Your parent’s history degree may be going the way of the dodo. Earlier this year at the Archeological Institute of America, Kristina Neumann, doctoral candidate at the University of Cincinnati, showcased new research on trade routes in the classical Near-East.
Neumann’s work, however, utilized traditionally ‘non-classical’ methods. She compiled a digital database of archeological records and mapped trends she found in coin circulation to Google Earth.
Research like this is becoming more common as younger — technologically savvy — generations move into academia.
“I really believe that this sort of presentation of material will help to open up new questions and avenues of research about the ancient world,” said Neumann.
“My maps helped me to see how the city fit in the middle-east and what changes occurred for it as a result of being brought into the Roman Empire. We really haven’t done enough on this.”
Younger historians like Neumann are employing technologies and computer algorithms previously reserved to other disciplines to publish their research. It’s changing the skillset of their field.
Universities are being challenged to adapt their programs to these new methods, coined the ‘digital humanities.’
In Ottawa, major changes have happened just this school year.
Shawn Graham is a Carleton University professor and teaches courses in digital history. He now sits on the committee of Carleton’s new graduate program in digital humanities. This is the first year the program has been offered.
“It’s become a new lens to look into material,” says Graham.

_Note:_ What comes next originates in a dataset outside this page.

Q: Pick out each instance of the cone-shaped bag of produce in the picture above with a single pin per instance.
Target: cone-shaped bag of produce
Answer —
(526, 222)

He is referring to an algorithm project he developed that studies classical social structures using thousands of digital ‘Romans’ interacting among each other within a computer program.
“I can run these agents over and over again from many different starting positions and I can get a complete landscape of possible activity in the past.”
Graham sees the skills taught in the digital humanities as important to a student that wants to utilize core methodology in rapidly evolving technologies during their careers.
“If you have a broader sense of how these things fit together you can roll with it.”
At the University of Ottawa, Canadian Studies professor Jo-Anne McCutcheon see’s the growth of digital humanities at her own institution.
“There is movement, a lot of professors use digital research and try to apply it in their own classes,” says McCutcheon.
While no program at University of Ottawa deals specifically with digital humanities yet, the university is making movement towards it. This includes the hiring of a full-time library employee capable of teaching geographic mapping of data digitally (GIS).
Change in the humanities isn’t limited to graduate studies either. Kenneth Wright, first-year student of classics at Carleton, benefits already from digital humanities projects like online primary-source archives.
“Theoi.com is a constant reference for anything mythological, easier than carrying an Oxford Classical Dictionary around,” said Wright.
“How can we better explore our topic, especially for the benefit of our students,” said Neumann.
“The hope is to find out these new paths to better bring people into this discussion about history and the past.”
Indiana Jones famously said onscreen that X never, ever marks the spot. While that still might be true, the ability to explore archaeology for students and academics through digital humanities allows your first destination to be your own computer.